Romito G, Palatini L, Sabetti MC, Cipone M. Myocardial injury in dogs: a retrospective analysis on etiological, echocardiographic, electrocardiographic, therapeutic, and outcome findings in 102 cases.
J Vet Cardiol 2024;
53:36-51. [PMID:
38640640 DOI:
10.1016/j.jvc.2024.03.004]
[Citation(s) in RCA: 0] [Impact Index Per Article: 0] [Reference Citation Analysis] [Abstract] [Key Words] [MESH Headings] [Track Full Text] [Journal Information] [Subscribe] [Scholar Register] [Received: 06/01/2023] [Revised: 03/18/2024] [Accepted: 03/26/2024] [Indexed: 04/21/2024]
Abstract
INTRODUCTION
In dogs, myocardial injury (MI) is a poorly characterized clinical entity; therefore, this study aimed to provide a detailed description of dogs affected by this condition.
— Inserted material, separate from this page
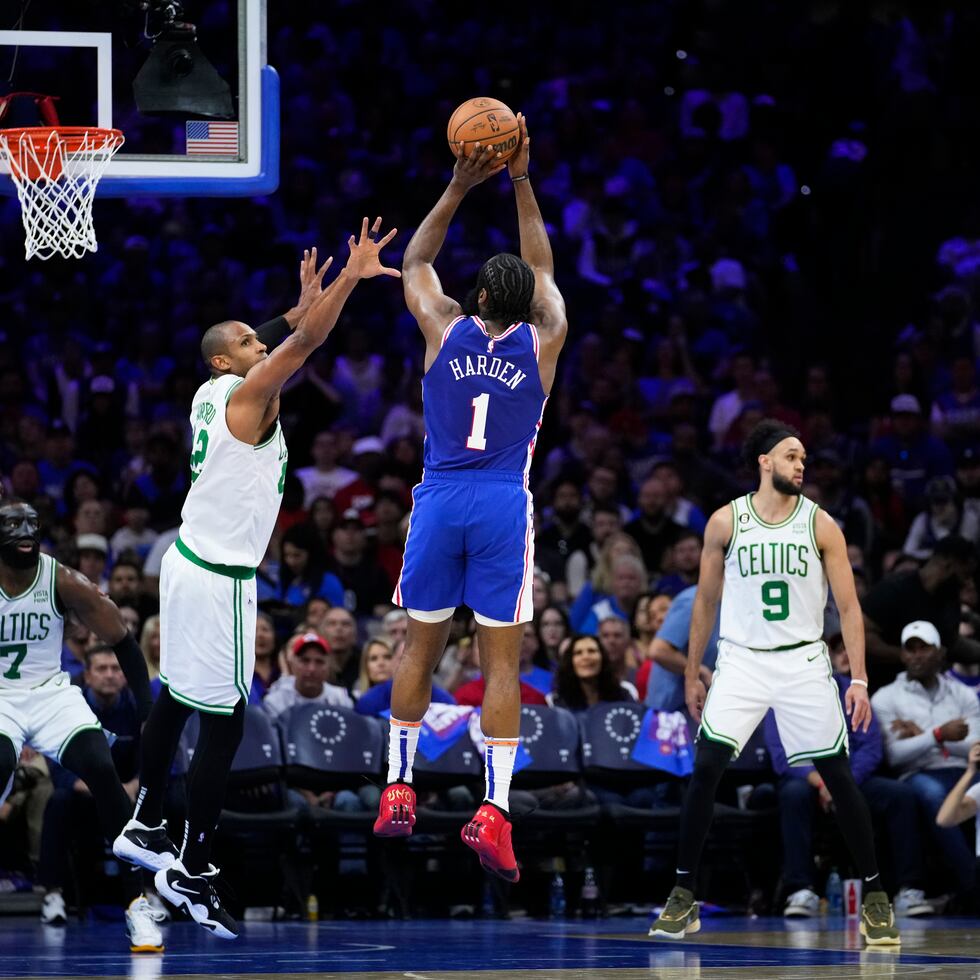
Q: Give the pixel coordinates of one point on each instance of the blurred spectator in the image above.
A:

ANIMALS, MATERIALS, AND METHODS
Dogs diagnosed with MI according to the concentration of cardiac troponin I (cTnI) were retrospectively searched. Signalment, diagnostic, therapeutic, and outcome data were retrieved. Dogs were divided into six echocardiographic (dilated cardiomyopathy phenotype; hypertrophic cardiomyopathy phenotype; hypertrophic cardiomyopathy phenotype with systolic dysfunction; abnormal echogenicity only; endocarditis; and no echocardiographic abnormalities suggestive of MI), four electrocardiographic (abnormalities of impulse formation; abnormalities of impulse conduction; abnormalities of ventricular repolarization; and no electrocardiographic abnormalities suggestive of MI), and nine etiological (infective; inflammatory; neoplastic; metabolic; toxic; nutritional; immune-mediated; traumatic/mechanical; and unknown) categories. Statistical analysis was performed to compare cTnI values among different categories and analyze survival.
RESULTS
One hundred two dogs were included. The median cTnI value was 3.71 ng/mL (0.2-180 ng/mL). Echocardiographic and electrocardiographic abnormalities were documented in 86 of 102 and 89 of 102 dogs, respectively. Among echocardiographic and electrocardiographic categories, the dilated cardiomyopathy phenotype (n = 52) and abnormalities of impulse formation (n = 67) were overrepresented, respectively. Among dogs in which a suspected etiological trigger was identified (68/102), the infective category was overrepresented (n = 20). Among dogs belonging to different echocardiographic, electrocardiographic, and etiological categories, cTnI did not differ significantly. The median survival time was 603 days; only eight of 102 dogs died due to MI.
CONCLUSIONS
Dogs with MI often have an identifiable suspected trigger, show various echocardiographic and electrocardiographic abnormalities, and frequently survive to MI-related complications.